According to the Visa UK Consumer Spending Index, the face-to-face spending on the high street dropped by 5.4 percent year-on-year, accelerating from a drop of 2.9 percent last March. The index said that the high street continues to be a “key source of weakness.”
Online spending also declined by 0.1 percent – a gentler drop compared to the 1.1 percent decline observed last March.
Overall, Visa said that the spending dropped by 2 percent annually in April, which is equal to the decrease last March.
Consumer spending has now dropped in 11 of the last 12 months, with the index implying that the current year is on track to have its worst performance since 2012.
The index makes use of spending on Visa cards as a base and adjusts the data to reflect all consumer spending, not only that on cards.
The IHS Markit compiles the report. Its principal economist, Annabel Fiddes, stated: “Consumer spending remained relatively weak in April, with no signs of a bounce-back from March when the drop in spending was likely exacerbated by adverse weather.
“Notably, the high street remained a key source of weakness amid recent reports of struggling retailers and store closures and recorded the quickest drop in expenditure for six years in April.
“At the same time, UK economic growth has slowed, and the recent revival in wage growth has so far failed to translate into improved expenditure trends, adding to fears that spending will remain subdued in the coming months.”

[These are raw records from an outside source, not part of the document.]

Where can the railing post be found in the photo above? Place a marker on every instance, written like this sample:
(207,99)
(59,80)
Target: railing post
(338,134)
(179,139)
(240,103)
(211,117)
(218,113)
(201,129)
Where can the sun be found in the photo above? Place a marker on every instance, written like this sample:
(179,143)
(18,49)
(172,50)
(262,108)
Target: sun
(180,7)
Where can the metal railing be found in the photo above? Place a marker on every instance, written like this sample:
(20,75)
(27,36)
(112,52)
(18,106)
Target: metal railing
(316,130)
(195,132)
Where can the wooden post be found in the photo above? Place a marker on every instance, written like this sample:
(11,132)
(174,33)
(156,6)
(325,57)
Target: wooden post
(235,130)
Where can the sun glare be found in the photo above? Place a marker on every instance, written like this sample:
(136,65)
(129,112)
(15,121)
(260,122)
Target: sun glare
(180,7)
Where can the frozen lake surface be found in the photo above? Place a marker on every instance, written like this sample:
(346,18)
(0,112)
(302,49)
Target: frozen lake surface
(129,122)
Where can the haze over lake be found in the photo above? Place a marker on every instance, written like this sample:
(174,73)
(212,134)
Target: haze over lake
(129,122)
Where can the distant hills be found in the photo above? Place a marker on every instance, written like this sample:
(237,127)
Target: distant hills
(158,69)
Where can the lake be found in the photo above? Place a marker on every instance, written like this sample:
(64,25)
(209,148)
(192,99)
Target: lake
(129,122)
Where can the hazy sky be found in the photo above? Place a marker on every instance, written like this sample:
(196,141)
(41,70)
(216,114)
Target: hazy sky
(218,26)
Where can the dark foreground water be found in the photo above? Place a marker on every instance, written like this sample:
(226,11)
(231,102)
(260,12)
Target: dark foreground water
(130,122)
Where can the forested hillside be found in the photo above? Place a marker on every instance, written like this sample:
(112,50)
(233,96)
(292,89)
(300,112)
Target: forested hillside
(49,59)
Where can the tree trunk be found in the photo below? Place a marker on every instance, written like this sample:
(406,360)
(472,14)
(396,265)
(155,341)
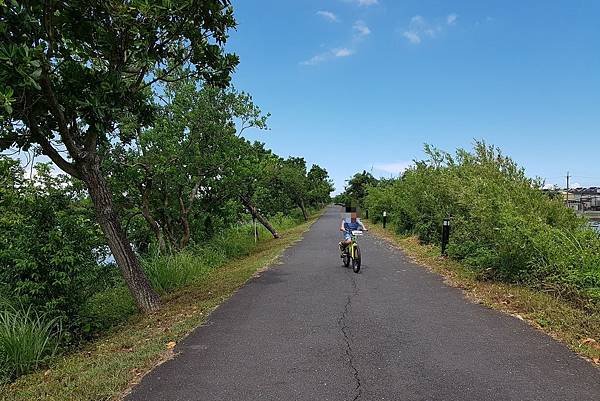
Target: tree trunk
(185,224)
(146,299)
(154,226)
(258,216)
(303,208)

Observing the various types of spending, expenditure on household goods was down by 6.1 percent year-on-year, which is closely followed by recreation and culture, which dropped by 5.6 percent.
Spending on food and drink dropped at the quickest pace since September 2013 – by 4.6 percent – following an Easter-related increase in March.
Retailers of clothing and footwear observed the steepest drop in spending for six months at 3.5 percent.
Higher spending was reported for health and education, up by 5 percent annually, and restaurants, hotels, and bars, though growth in the latter softened to its weakest for eight months, with an annual increase of 2.9 percent.
Talking about the latest figures, the chief commercial officer at Visa, Mark Antipof, said: “Low confidence levels amongst shoppers and the gloomy outlook for the UK economy are likely to have contributed to this continued caution.
“It is clear that consumers remain in belt-tightening mode, with discretionary spending on furniture, electrical appliances and recreational activities worst-hit.
“Retailers will be pinning their hopes on further improvements in household finances and warmer weather leading to a more upbeat few months heading into summer.”